Egypt’s Civil Aviation Minister Sherif Fathy toured Sharm el-Sheikh International Airport on the first day of operations of the private security firm Falcon, which has been contracted to implement new safety measures, according to a statement published by the Monday.
Falcon has secured passenger and luggage terminals and will soon focus attention, in continued coordination with the Interior Ministry, on airfreight leaving Egypt’s third most visited airport, according to Fathy.
The minister also stated that he expects the private security firm to take over security operations at Cairo International Airport, at a later stage.
The implementation of the new security arrangements comes shortly after an EgyptAir flight en route from Frankfurt landed in Sharm el-Sheikh on Friday, representing the first commercial flight chartered from a German point of departure to arrive in the tourist destination since the downing of the Russian Metrojet over the Sinai Peninsula in October 2015. More than 200 Russian tourists were killed in the incident, which is widely believed to have been caused by intentional sabotage.

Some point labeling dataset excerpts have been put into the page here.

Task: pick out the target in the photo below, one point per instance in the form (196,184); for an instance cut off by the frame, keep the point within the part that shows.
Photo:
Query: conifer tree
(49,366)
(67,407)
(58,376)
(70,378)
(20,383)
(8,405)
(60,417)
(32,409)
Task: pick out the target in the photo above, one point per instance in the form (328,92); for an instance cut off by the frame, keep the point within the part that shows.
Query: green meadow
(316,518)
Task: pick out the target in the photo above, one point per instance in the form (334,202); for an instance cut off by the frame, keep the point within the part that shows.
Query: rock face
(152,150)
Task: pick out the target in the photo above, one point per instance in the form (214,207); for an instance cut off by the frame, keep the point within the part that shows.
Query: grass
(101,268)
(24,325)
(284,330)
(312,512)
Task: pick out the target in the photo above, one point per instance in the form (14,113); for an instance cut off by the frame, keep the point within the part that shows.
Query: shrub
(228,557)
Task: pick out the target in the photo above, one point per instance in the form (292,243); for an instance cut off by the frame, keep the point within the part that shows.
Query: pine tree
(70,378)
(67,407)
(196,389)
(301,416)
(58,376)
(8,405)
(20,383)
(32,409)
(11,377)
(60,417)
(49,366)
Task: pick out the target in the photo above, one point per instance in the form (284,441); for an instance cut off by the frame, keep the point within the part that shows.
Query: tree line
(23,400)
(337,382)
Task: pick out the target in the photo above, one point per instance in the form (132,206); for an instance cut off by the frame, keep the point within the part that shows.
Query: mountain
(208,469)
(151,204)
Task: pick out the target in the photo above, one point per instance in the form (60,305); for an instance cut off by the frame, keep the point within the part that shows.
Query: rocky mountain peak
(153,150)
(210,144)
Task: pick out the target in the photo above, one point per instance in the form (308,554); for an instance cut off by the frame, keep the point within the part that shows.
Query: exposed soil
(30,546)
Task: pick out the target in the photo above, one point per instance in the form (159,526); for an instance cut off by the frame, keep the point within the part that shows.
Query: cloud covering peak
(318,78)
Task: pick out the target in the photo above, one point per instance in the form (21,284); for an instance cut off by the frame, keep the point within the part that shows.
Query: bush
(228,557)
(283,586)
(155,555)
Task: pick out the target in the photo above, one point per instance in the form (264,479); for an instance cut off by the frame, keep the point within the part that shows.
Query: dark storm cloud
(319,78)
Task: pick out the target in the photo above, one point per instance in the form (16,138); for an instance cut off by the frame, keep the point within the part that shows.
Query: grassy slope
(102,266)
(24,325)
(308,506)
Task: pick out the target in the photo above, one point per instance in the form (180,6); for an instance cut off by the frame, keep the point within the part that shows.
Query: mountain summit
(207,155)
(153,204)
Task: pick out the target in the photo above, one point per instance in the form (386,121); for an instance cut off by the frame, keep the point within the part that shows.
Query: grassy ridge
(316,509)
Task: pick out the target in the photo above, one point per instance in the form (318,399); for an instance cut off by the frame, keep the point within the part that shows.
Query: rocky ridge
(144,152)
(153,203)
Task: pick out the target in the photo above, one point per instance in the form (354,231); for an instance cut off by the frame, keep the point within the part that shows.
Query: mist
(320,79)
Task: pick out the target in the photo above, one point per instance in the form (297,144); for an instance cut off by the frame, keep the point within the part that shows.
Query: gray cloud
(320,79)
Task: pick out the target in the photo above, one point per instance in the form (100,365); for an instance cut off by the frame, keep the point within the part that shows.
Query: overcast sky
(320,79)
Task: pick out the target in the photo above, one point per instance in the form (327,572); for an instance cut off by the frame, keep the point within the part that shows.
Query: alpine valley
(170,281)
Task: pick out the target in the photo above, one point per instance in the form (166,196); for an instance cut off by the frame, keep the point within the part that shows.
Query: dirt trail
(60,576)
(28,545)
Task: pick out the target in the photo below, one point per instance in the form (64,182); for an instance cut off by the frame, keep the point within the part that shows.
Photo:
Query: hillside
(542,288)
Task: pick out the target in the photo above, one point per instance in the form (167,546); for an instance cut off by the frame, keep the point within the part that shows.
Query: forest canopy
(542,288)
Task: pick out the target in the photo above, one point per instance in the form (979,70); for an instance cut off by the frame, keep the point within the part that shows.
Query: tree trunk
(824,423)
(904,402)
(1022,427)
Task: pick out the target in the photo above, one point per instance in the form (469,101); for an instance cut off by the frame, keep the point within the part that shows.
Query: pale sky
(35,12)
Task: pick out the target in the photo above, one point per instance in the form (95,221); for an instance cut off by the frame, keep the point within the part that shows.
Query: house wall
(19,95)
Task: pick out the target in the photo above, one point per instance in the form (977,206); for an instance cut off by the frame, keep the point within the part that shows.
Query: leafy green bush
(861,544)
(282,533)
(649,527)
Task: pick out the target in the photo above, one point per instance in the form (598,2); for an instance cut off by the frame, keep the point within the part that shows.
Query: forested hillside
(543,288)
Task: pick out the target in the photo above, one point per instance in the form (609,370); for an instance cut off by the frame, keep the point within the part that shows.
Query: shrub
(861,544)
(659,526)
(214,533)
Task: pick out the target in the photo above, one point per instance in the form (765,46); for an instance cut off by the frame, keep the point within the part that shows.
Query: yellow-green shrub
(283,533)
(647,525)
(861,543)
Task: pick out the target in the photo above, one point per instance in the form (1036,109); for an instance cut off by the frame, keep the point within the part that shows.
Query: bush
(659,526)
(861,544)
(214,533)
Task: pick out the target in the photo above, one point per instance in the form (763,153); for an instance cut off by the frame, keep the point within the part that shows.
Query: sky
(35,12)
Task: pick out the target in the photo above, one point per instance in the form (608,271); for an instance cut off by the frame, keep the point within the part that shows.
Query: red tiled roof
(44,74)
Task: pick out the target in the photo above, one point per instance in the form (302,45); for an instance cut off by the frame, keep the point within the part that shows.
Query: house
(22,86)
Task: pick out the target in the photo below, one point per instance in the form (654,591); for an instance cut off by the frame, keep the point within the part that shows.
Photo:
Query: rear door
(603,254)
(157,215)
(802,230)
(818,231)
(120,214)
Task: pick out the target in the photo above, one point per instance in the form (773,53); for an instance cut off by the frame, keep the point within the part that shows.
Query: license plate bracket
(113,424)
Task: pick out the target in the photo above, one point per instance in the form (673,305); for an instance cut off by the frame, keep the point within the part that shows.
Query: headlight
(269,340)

Fathy addressed the EgyptAir flight’s arrival in a statement published by the ministry on Friday, stating “This comes as part the Civil Aviation Ministry’s efforts to return tourism to its normal rate, especially in Sharm el-Sheikh and Hurghada, after a suspension of one year.”
EgyptAir has announced that it will charter a daily flight between Frankfurt and Sharm el-Sheikh.
In a similar development, flights between Luxor Internal Airport and London also resumed on Monday after a yearlong suspension.
Turkish Airlines was one of the first airlines to announce the resumption of flights to Sharm el-Sheikh. Following its August announcement, the Turkish national carrier began chartering four flights per week to the Egyptian tourist destination on September 10. Turkish Airlines had evacuated the country’s nationals to Amman, Jordan in the after of the downing of the Russian flight.
Russia and the United Kingdom suspended flights to Sharm el-Sheikh International Airport following the October 2015 incident, citing information that the flight had been downed by a bomb planted inside the plane.
Egypt’s tourism economy has suffered a severe downturn following the incident, with tourist arrivals in the first half of 2016 falling by 51.2 percent compared to the same period in 2015, according to a report recently published by the Central Agency for Public Mobilization and Statistics (CAPMAS).